I cringed a little when Knight’s “written and directed by” credit slowly faded in like it was convinced it was topping off a mind-expanding masterpiece. It seems like Knight either completely lost touch with how other people will react to his creation, like M. Night Shyamalan, or really didn’t give a shit what anyone thinks, like M. Night Shyamalan. Releasing SERENITY was kind of a kamikaze act on the part of the distributor, Aviron. They couldn’t really advertise what it ends up being about, because that’s basically the last act of the movie, and offers very little other than the surprise realization. But also they had to have known that promoting it the way they did, as a noirish erotic thriller, could only disappoint people. But they said “Fuck it” and pulled the trigger anyway.

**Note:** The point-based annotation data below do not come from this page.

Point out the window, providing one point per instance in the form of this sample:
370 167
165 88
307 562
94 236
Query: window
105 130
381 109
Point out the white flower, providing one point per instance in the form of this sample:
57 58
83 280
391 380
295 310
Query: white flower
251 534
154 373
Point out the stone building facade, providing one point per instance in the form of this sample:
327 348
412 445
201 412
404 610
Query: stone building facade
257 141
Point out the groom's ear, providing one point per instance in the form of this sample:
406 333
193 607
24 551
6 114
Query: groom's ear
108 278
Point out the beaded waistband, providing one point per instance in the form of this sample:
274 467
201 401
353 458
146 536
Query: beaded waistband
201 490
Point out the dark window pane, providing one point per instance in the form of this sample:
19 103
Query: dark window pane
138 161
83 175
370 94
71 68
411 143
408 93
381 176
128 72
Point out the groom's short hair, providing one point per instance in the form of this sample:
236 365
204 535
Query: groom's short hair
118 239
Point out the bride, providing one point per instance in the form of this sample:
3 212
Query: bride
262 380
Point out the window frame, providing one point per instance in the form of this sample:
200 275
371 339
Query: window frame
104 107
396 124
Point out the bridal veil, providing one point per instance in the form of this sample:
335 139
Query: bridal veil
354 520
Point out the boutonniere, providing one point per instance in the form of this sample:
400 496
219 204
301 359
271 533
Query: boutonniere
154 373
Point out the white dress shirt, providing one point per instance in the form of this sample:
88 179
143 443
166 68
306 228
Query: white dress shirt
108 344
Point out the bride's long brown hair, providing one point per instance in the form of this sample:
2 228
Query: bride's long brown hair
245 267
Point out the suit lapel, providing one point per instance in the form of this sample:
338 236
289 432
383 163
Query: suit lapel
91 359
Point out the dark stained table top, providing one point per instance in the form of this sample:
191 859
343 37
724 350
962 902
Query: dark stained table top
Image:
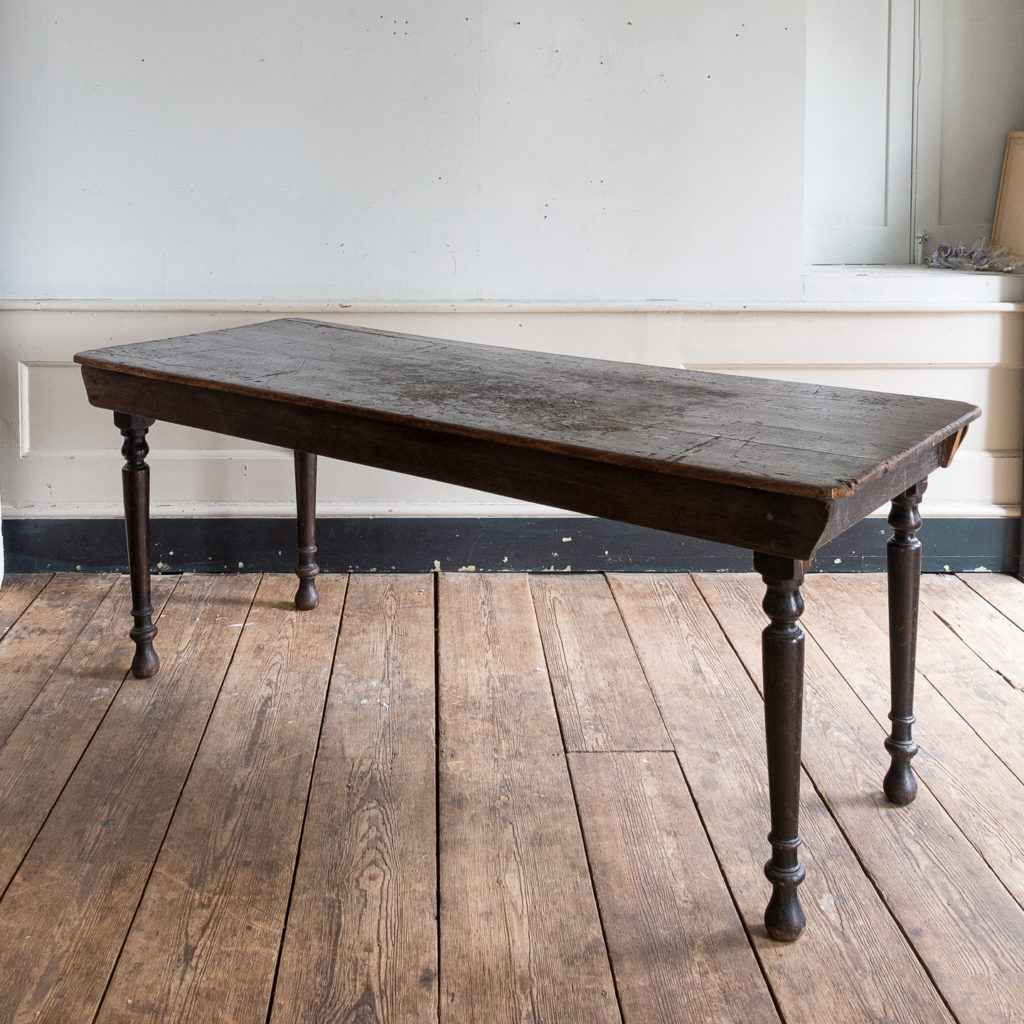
805 440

The stars apparently don’t recognize this as courageousness. Reportedly Aviron got cold feet and spent much less in advertising than they’d initially promised. For what it’s worth I saw the trailer before at least 3 or 4 movies. One of the times, I think before a packed showing of HEREDITARY, I heard a young woman gripe, “There’s already a movie called SERENITY. A much better movie.” (I laughed at the time, but she was right.)
According to Deadline, McConaughey and Hathaway were “furious” at the distributor after the movie had “the worst opening-weekend numbers of their careers.” At the box office that weekend it ranked below GLASS, THE UPSIDE, AQUAMAN, THE KID WHO WOULD BE KING, SPIDER-MAN: INTO THE SPIDER-VERSE, GREEN BOOK, and even A DOG’S WAY HOME, which was in its third week. The company was forced to say publicly that “we tested and retested the film – with audiences and critics alike – and sadly, the data demonstrated that the film was not going to be able to perform at our initial expectations.”

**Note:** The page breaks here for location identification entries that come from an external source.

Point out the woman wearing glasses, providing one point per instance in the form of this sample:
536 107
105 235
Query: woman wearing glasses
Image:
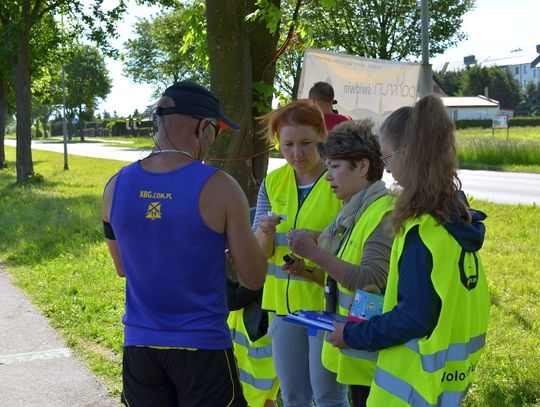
354 249
297 195
436 306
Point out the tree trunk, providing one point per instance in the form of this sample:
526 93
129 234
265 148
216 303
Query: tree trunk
239 55
3 121
21 80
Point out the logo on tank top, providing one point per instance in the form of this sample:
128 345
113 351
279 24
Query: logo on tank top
154 211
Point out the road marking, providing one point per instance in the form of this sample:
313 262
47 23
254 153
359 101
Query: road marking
38 355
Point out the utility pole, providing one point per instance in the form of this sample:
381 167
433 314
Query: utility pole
64 122
426 87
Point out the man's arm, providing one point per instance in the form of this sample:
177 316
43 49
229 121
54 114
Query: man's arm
106 211
224 207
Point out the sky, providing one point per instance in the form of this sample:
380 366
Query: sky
494 28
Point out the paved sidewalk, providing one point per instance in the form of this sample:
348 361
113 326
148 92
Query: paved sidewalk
36 367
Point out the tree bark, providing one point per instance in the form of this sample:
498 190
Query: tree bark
3 121
21 81
239 55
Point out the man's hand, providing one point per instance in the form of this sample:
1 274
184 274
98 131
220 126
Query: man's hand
302 242
336 337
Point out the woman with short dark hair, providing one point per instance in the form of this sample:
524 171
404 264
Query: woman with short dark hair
354 249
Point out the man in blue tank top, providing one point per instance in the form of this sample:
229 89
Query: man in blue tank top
168 219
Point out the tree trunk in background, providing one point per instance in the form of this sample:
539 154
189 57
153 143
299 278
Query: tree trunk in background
240 54
21 81
3 122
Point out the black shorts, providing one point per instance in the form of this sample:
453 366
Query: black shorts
180 377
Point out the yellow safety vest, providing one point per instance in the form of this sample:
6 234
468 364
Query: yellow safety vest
284 293
436 370
355 366
254 360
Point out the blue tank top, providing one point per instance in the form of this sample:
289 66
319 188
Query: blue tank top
174 263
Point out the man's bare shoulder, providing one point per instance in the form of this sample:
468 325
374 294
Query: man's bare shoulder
224 183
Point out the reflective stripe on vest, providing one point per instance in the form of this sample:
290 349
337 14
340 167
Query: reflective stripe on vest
280 239
257 352
261 384
278 272
345 300
454 352
354 366
405 392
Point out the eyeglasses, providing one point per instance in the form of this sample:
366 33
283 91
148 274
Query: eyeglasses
385 157
214 124
217 128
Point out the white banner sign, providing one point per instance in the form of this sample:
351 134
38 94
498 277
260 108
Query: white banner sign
364 88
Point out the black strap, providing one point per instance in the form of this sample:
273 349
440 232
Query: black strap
107 231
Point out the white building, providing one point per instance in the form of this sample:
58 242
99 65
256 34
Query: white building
471 107
523 65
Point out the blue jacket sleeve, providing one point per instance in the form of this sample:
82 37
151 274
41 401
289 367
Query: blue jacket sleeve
417 310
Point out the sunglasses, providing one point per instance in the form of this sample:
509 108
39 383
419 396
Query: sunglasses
217 128
387 156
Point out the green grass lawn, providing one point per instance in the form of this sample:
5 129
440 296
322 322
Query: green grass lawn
51 243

Fuck the data, though. Just about anybody could’ve told you this if you just gave them a one or two sentence description of the movie. And Knight is a smart guy, he had to have known. So he must’ve really wanted this to exist anyway.
So hats off I guess? I hope there’s someone out there who really will think this is a great idea and be bowled over by its unlikely existence. Slickly made, with a budget, starring Oscar winners even! I am not that person. I am the one who can only recommend it for “how the fuck did this happen?” curiosity viewing.

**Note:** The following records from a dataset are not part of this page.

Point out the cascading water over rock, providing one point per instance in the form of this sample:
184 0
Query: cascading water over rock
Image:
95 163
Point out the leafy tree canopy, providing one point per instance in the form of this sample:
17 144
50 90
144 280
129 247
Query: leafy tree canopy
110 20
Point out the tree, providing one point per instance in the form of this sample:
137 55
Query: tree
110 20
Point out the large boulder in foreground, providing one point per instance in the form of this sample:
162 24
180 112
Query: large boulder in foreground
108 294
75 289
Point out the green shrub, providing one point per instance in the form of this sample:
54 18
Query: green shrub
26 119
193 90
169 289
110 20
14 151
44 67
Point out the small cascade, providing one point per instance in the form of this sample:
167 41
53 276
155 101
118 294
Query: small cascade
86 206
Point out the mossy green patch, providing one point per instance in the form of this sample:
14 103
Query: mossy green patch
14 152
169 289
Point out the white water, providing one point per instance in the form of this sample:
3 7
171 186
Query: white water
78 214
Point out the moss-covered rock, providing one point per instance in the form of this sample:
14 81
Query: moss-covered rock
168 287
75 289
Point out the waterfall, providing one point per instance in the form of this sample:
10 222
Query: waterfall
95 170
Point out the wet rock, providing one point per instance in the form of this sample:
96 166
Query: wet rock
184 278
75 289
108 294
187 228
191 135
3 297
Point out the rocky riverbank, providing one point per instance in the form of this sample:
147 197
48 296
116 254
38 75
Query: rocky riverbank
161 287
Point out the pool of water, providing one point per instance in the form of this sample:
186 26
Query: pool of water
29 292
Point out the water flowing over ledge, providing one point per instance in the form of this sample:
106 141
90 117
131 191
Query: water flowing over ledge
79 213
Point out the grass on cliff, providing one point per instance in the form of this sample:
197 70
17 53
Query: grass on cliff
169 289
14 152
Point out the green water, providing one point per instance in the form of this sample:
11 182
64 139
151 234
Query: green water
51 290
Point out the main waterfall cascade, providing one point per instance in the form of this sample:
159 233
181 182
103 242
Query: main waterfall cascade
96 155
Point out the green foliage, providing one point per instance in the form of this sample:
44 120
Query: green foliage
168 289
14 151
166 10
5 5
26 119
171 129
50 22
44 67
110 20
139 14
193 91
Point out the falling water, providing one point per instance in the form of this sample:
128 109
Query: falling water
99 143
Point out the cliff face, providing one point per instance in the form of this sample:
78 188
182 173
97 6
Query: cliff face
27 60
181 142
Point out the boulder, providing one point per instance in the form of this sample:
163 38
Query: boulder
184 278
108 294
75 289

But even I will be excited if the iconic video game character Baker Dill shows up in the next WRECK-IT RALPH movie.
P.S. Believe it or not there was a very moving true story about a similar subject – a young woman who uses The Sims to simulate her dead grandma – on the podcast Reply All. Highly recommended.
May 2nd, 2019 at 4:35 pm
‘And does the “winning” mean it was a side mission in the game!? I think it does!’
Sounds like someone was going for a cheevo!